During inception, to translate Discovery & Framing outcomes (likely a product prototype and user journeys) into a prioritized product backlog.
Before mapping, create a short product or feature brief to frame and constrain what you map. Think of this as the big story. What is the product you are creating or the problem you are solving? Who are the customers or users? How does each user benefit? Why are you interested in building this and how do you benefit?
Hand out a stack of stickies (of the same color) to each of the participants. Explain that everyone is going to use these stickies to tell the story of the product through user tasks.
Tip: The story should start with the first action your “primary user” takes. As the story unfolds, other users may need to be weaved into the story. That’s fine! (Sometimes, from a narrative perspective, it makes sense to weave in the computer or device as a user too!) Just make sure participants note which users are taking the action on a given sticky.
Give everyone a few minutes to silently generate user tasks that together compose the narrative flow of the product or solution.
Tip: At this point, it’s important to remain a mile wide and inch deep. Getting the full scope of the story is more important at this point than getting all the granular detail.
Start putting user tasks on the whiteboard by asking each participant for a task, one at a time. If there are duplicates, use the one that best captures the step and discard the rest.
Tip: Focus on a single happy path for this step. We will incorporate secondary actions later.
Check with the group after adding each task to make sure the order feel rights and critical tasks have not been skipped.
Optional: Use stickies to label groups of user stories by their corresponding epic.

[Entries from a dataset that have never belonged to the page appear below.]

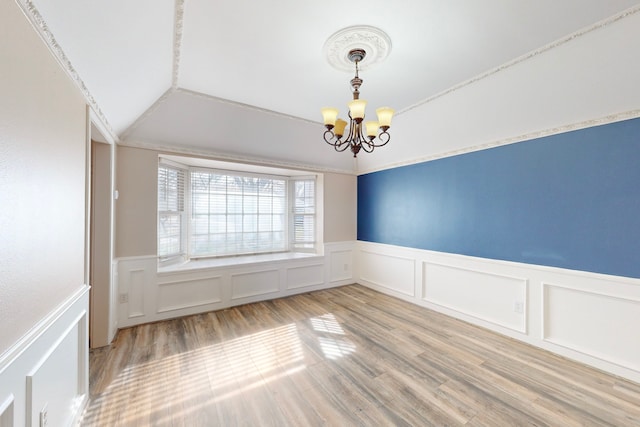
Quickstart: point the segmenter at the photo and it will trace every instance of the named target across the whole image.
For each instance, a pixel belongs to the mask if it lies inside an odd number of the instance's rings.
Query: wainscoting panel
[[[0,426],[75,425],[89,391],[89,287],[0,357]]]
[[[332,252],[329,262],[329,281],[349,280],[353,276],[352,265],[353,251],[351,249]]]
[[[0,427],[13,427],[13,394],[0,403]]]
[[[155,256],[119,258],[118,327],[351,284],[354,245],[328,243],[322,255],[201,260],[160,272]]]
[[[144,316],[144,269],[129,271],[129,318]]]
[[[640,371],[640,300],[543,283],[544,339]]]
[[[514,331],[527,331],[526,279],[424,262],[422,298]]]
[[[222,301],[222,277],[158,283],[158,313]]]
[[[280,290],[278,270],[256,271],[231,275],[231,299],[267,295]]]
[[[27,425],[41,425],[40,413],[45,411],[47,425],[71,424],[74,416],[71,408],[76,405],[81,375],[78,338],[78,323],[75,323],[27,375]]]
[[[324,284],[324,264],[290,267],[286,270],[287,289],[300,289]]]
[[[415,259],[382,252],[360,252],[361,279],[393,292],[415,296]]]
[[[640,279],[371,242],[353,253],[357,283],[640,383]]]

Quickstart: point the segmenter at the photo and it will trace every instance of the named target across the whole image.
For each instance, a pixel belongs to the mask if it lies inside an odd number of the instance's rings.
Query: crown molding
[[[53,57],[58,61],[58,64],[62,67],[64,72],[69,76],[69,78],[73,81],[80,92],[82,93],[85,101],[91,107],[91,110],[94,112],[92,115],[93,120],[100,121],[99,127],[101,130],[104,130],[108,133],[108,137],[110,137],[113,141],[119,141],[118,135],[111,127],[109,120],[104,115],[100,106],[96,102],[95,98],[84,84],[84,81],[80,78],[80,75],[71,64],[71,61],[64,53],[62,47],[56,41],[53,33],[49,29],[47,23],[44,18],[36,8],[35,4],[31,0],[17,0],[16,3],[22,9],[22,12],[27,17],[31,26],[36,30],[40,38],[44,41],[45,45],[49,48],[49,51],[53,54]]]
[[[544,129],[536,132],[529,132],[518,136],[500,139],[497,141],[488,142],[485,144],[474,145],[467,148],[461,148],[459,150],[447,151],[444,153],[433,154],[430,156],[416,157],[413,159],[403,160],[400,162],[387,163],[382,166],[378,166],[370,169],[358,170],[357,175],[364,175],[371,172],[378,172],[385,169],[393,169],[401,166],[413,165],[416,163],[424,163],[431,160],[442,159],[445,157],[458,156],[461,154],[472,153],[474,151],[488,150],[490,148],[501,147],[503,145],[515,144],[517,142],[529,141],[532,139],[543,138],[545,136],[557,135],[561,133],[571,132],[579,129],[586,129],[594,126],[606,125],[609,123],[620,122],[623,120],[630,120],[640,117],[640,109],[626,111],[622,113],[610,114],[604,117],[596,119],[585,120],[582,122],[571,123],[563,126],[557,126],[553,128]]]
[[[287,162],[281,160],[272,160],[272,159],[264,159],[260,157],[251,157],[251,156],[243,156],[237,154],[229,154],[218,152],[214,150],[206,150],[202,148],[195,147],[177,147],[170,144],[158,144],[155,142],[144,141],[141,139],[130,139],[126,141],[119,141],[118,146],[120,147],[131,147],[131,148],[140,148],[143,150],[151,150],[157,151],[162,154],[177,154],[177,155],[187,155],[187,156],[197,156],[204,157],[212,160],[221,160],[227,162],[234,163],[244,163],[244,164],[252,164],[259,166],[271,166],[283,169],[294,169],[308,172],[317,172],[317,173],[337,173],[342,175],[356,175],[356,171],[354,169],[339,169],[339,168],[330,168],[318,165],[312,165],[308,163],[298,163],[298,162]]]
[[[176,0],[175,15],[173,20],[173,74],[171,75],[171,87],[178,88],[180,77],[180,54],[182,53],[182,30],[184,28],[184,0]]]
[[[578,31],[576,31],[574,33],[571,33],[566,37],[558,39],[558,40],[556,40],[554,42],[551,42],[551,43],[549,43],[549,44],[547,44],[545,46],[542,46],[542,47],[540,47],[538,49],[535,49],[535,50],[533,50],[533,51],[531,51],[529,53],[526,53],[526,54],[524,54],[522,56],[519,56],[519,57],[517,57],[517,58],[515,58],[515,59],[513,59],[513,60],[511,60],[509,62],[506,62],[506,63],[504,63],[504,64],[502,64],[502,65],[500,65],[498,67],[492,68],[492,69],[490,69],[489,71],[487,71],[485,73],[482,73],[482,74],[479,74],[479,75],[477,75],[475,77],[472,77],[469,80],[465,80],[462,83],[459,83],[459,84],[457,84],[455,86],[452,86],[449,89],[446,89],[446,90],[444,90],[444,91],[442,91],[440,93],[437,93],[437,94],[435,94],[433,96],[430,96],[429,98],[426,98],[426,99],[424,99],[422,101],[419,101],[419,102],[417,102],[417,103],[415,103],[413,105],[410,105],[409,107],[403,108],[402,110],[400,110],[400,111],[398,111],[396,113],[396,117],[398,115],[400,115],[400,114],[404,114],[404,113],[406,113],[408,111],[414,110],[414,109],[416,109],[418,107],[421,107],[421,106],[423,106],[423,105],[425,105],[425,104],[427,104],[429,102],[435,101],[438,98],[442,98],[445,95],[448,95],[448,94],[450,94],[452,92],[455,92],[455,91],[460,90],[460,89],[462,89],[462,88],[464,88],[466,86],[469,86],[470,84],[476,83],[476,82],[478,82],[480,80],[483,80],[483,79],[486,79],[487,77],[490,77],[490,76],[492,76],[492,75],[494,75],[496,73],[499,73],[499,72],[504,71],[504,70],[506,70],[508,68],[511,68],[514,65],[518,65],[521,62],[528,61],[529,59],[532,59],[532,58],[534,58],[534,57],[536,57],[538,55],[541,55],[541,54],[543,54],[543,53],[545,53],[545,52],[547,52],[547,51],[549,51],[551,49],[555,49],[557,47],[560,47],[560,46],[562,46],[562,45],[564,45],[564,44],[566,44],[566,43],[568,43],[568,42],[570,42],[570,41],[572,41],[572,40],[574,40],[576,38],[579,38],[579,37],[582,37],[582,36],[584,36],[586,34],[589,34],[592,31],[598,30],[600,28],[607,27],[607,26],[609,26],[611,24],[614,24],[614,23],[624,19],[624,18],[627,18],[629,16],[635,15],[638,12],[640,12],[640,5],[631,7],[629,9],[627,9],[627,10],[625,10],[623,12],[620,12],[620,13],[618,13],[616,15],[613,15],[613,16],[607,18],[607,19],[603,19],[601,21],[598,21],[598,22],[596,22],[595,24],[593,24],[593,25],[591,25],[589,27],[585,27],[585,28],[583,28],[581,30],[578,30]]]

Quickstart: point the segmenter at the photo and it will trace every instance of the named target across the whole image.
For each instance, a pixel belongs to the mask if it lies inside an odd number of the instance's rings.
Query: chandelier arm
[[[336,144],[333,144],[333,148],[336,149],[337,152],[342,153],[343,151],[345,151],[347,148],[349,148],[351,146],[351,144],[349,144],[349,141],[340,141]]]
[[[336,139],[336,136],[331,129],[326,130],[324,132],[323,137],[324,137],[324,142],[331,145],[338,152],[345,151],[347,148],[349,148],[350,144],[348,144],[348,141],[342,141],[340,139]]]
[[[364,139],[362,142],[364,142],[364,144],[362,144],[362,149],[367,153],[371,153],[373,149],[377,147],[377,145],[373,144],[373,141],[370,141],[369,139]]]
[[[327,138],[327,135],[329,136],[329,138]],[[333,131],[331,129],[324,131],[323,137],[324,137],[324,142],[326,142],[329,145],[336,145],[337,143],[340,142],[340,140],[337,140],[337,142],[332,141],[336,136],[333,134]]]
[[[378,135],[378,140],[380,141],[380,143],[376,143],[376,140],[374,139],[373,141],[371,141],[371,145],[374,147],[384,147],[389,141],[391,141],[391,134],[386,130],[383,130],[382,132],[380,132],[380,135]]]

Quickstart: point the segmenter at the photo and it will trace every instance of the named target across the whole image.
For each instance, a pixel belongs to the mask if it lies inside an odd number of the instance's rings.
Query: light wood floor
[[[358,285],[125,329],[86,426],[640,426],[640,385]]]

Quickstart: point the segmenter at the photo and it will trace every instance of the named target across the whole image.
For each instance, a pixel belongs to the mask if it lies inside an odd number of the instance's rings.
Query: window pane
[[[244,183],[243,194],[245,196],[258,195],[258,178],[244,177],[243,183]]]
[[[263,195],[258,199],[258,212],[261,214],[270,214],[273,212],[271,197],[265,197]]]
[[[242,232],[242,215],[227,216],[227,232],[228,233]]]
[[[258,230],[259,231],[267,231],[271,230],[272,226],[272,217],[271,215],[259,215],[258,216]]]
[[[185,171],[158,165],[158,256],[182,254]]]
[[[226,215],[211,215],[210,216],[210,230],[212,233],[224,234],[227,232],[227,216]]]
[[[284,232],[284,225],[286,223],[285,215],[273,215],[271,218],[273,220],[272,230]]]
[[[192,170],[190,178],[190,247],[194,255],[287,249],[287,179],[202,169]],[[297,185],[294,188],[299,199],[293,204],[294,210],[308,213],[313,222],[314,181],[300,183],[292,181],[292,185]],[[304,236],[300,232],[293,234]]]
[[[242,212],[247,214],[255,214],[258,213],[258,197],[257,196],[245,196],[242,198]]]
[[[253,233],[258,231],[258,215],[244,215],[243,216],[242,231],[245,233]]]
[[[242,195],[227,196],[227,203],[229,213],[242,213]]]
[[[193,234],[209,234],[209,215],[194,215],[191,220]]]
[[[212,193],[209,197],[209,212],[227,213],[227,197],[224,194]]]
[[[315,246],[315,180],[294,183],[293,245],[295,248]]]
[[[282,197],[285,198],[287,196],[287,186],[285,180],[274,180],[272,182],[273,185],[273,197]]]
[[[287,200],[284,197],[273,198],[273,213],[284,213],[287,211]]]

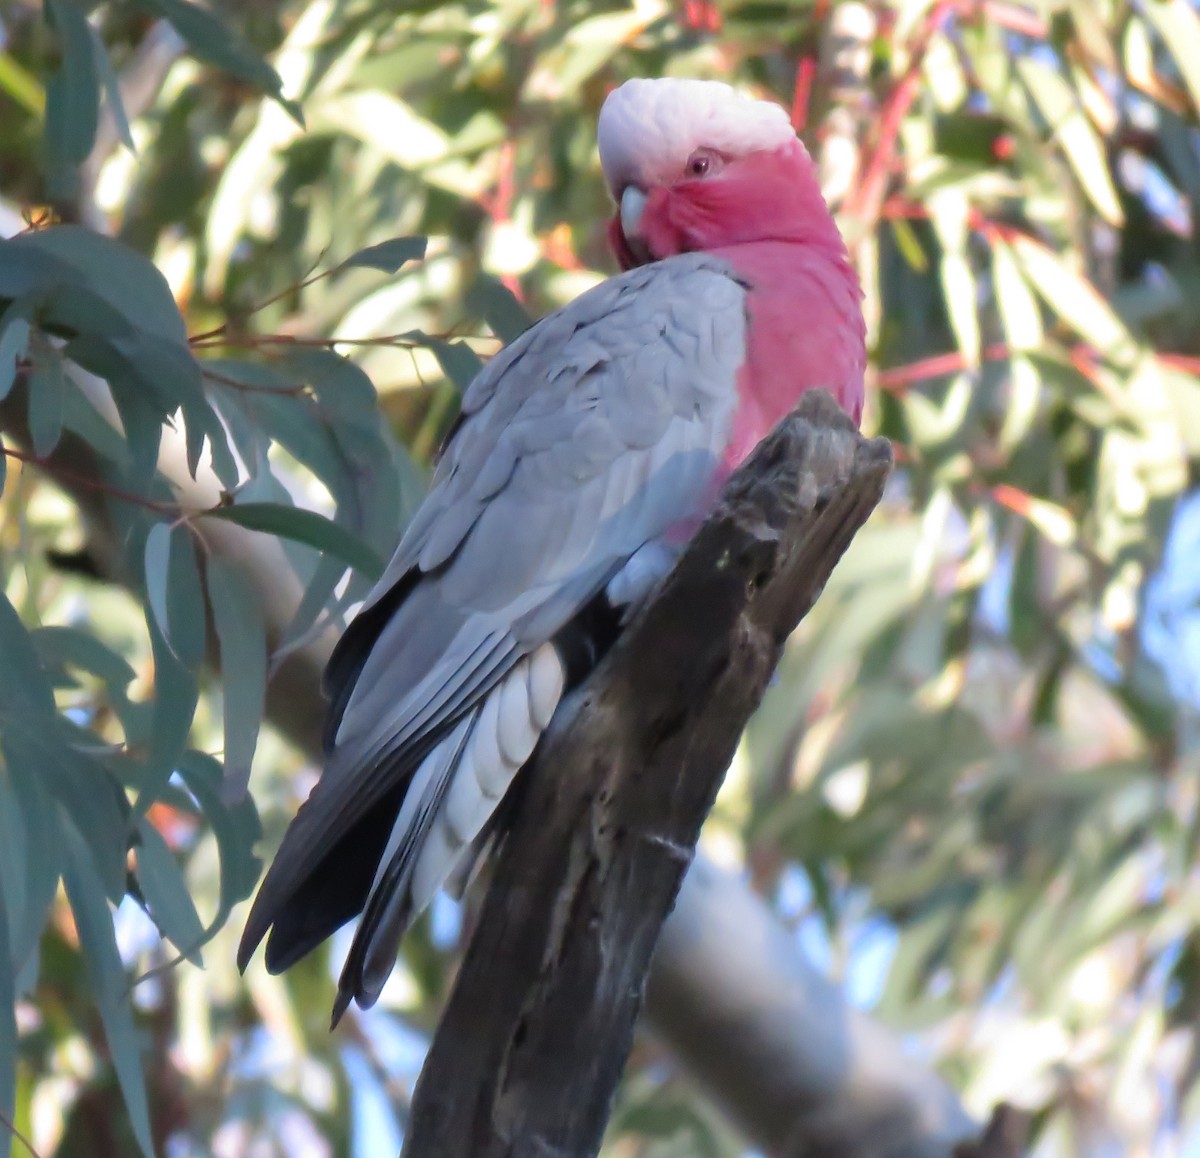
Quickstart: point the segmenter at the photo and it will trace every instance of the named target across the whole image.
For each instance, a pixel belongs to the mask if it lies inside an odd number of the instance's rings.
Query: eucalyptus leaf
[[[0,717],[44,723],[54,716],[54,690],[29,632],[0,592]]]
[[[221,899],[209,926],[211,935],[258,883],[262,862],[254,855],[254,846],[262,837],[262,825],[248,793],[237,801],[225,798],[224,769],[211,756],[185,753],[179,761],[179,774],[203,810],[221,857]]]
[[[87,159],[100,115],[100,78],[92,50],[92,31],[76,0],[46,0],[62,63],[46,85],[46,149],[50,191],[70,196],[74,167]]]
[[[113,119],[121,143],[131,153],[136,153],[137,146],[133,143],[133,131],[129,127],[129,116],[125,112],[125,101],[121,96],[121,82],[113,69],[112,61],[108,57],[108,49],[105,48],[100,33],[90,24],[88,31],[92,34],[92,57],[96,62],[96,72],[104,87],[104,101],[108,114]]]
[[[359,266],[377,269],[381,273],[398,273],[407,262],[420,261],[425,256],[428,244],[424,237],[393,237],[390,241],[380,241],[351,254],[338,269]]]
[[[300,106],[283,96],[279,74],[215,12],[190,0],[136,0],[139,7],[166,17],[201,60],[273,97],[303,126]]]
[[[39,350],[29,373],[29,438],[34,453],[42,458],[62,435],[66,392],[62,356],[54,349]]]
[[[533,318],[512,290],[494,277],[481,276],[467,294],[467,308],[482,314],[492,332],[506,345],[519,338]]]
[[[11,308],[11,307],[10,307]],[[8,397],[17,376],[17,362],[29,343],[29,322],[22,317],[0,316],[0,401]]]
[[[316,511],[281,503],[234,503],[204,512],[210,519],[225,519],[252,531],[265,531],[333,555],[372,579],[383,574],[383,560],[365,543],[332,519]]]
[[[466,342],[446,342],[438,338],[428,341],[442,372],[458,387],[459,393],[465,393],[483,369],[479,355]]]
[[[155,1158],[141,1044],[127,997],[128,979],[117,951],[112,914],[103,890],[98,887],[95,867],[76,823],[67,824],[64,835],[67,864],[63,882],[91,978],[92,1000],[104,1025],[134,1136],[145,1158]]]
[[[258,595],[231,563],[214,556],[208,590],[221,648],[226,799],[245,795],[267,689],[267,638]]]
[[[150,917],[188,961],[200,965],[204,926],[179,861],[146,817],[138,819],[137,831],[137,881]]]
[[[0,878],[0,1129],[16,1116],[17,993],[16,962],[9,940],[8,898]]]

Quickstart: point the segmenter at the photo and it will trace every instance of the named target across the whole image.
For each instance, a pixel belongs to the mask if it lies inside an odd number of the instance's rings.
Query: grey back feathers
[[[711,502],[745,296],[702,254],[634,269],[471,384],[425,502],[330,662],[326,766],[259,890],[242,967],[268,929],[268,967],[282,969],[365,908],[335,1020],[378,997],[408,921],[549,722],[565,680],[555,635],[606,587],[644,591],[641,574],[621,582],[625,565]]]

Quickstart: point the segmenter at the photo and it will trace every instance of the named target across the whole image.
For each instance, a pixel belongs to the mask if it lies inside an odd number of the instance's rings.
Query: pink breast
[[[806,390],[824,387],[860,420],[866,335],[858,281],[841,255],[763,242],[718,256],[751,287],[747,357],[723,463],[727,477]]]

Have the participants to come up to the whiteboard and engage with the map. Ask them to think about variations or deviations from the “happy path” already outlined.
Tip: Play “wouldn’t it be cool if?” and feel free to go as blue sky as you’d like. Add in product details, like proposed UI or business rules.
Ask the participants to write these secondary tasks on stickies and place them underneath the backbone stickies in the appropriate order.
Decide how many releases you’d like to divide the map into (you can always adjust this later).
Use the tape to slice the story map into segments (releases) of user stories that will provide relatively equal value.
Define the goal of each release and write it next to each corresponding release.
Reassess the placement of each user story. Move stories if necessary.
You’re done when the team feels like they have an accurate representation of what will be built and a backlog of users stories.
A user task is a short verb phrase like “read an email” or “respond to a message”. Don’t get too detailed. Stick to tasks at the functional level. This means the resolution of the task is right when it’s as big as it can be without a person plausibly taking a break in the middle of it. (e.g. In the story of my daily routine, a task might be “taking a shower”. “Changing the temperature” of the shower is too detailed (sub-functional) while “Getting ready for work” is too broad.
Work on the happy path first. Then in the deep dive portion, capture the alternative paths a user might take through the product.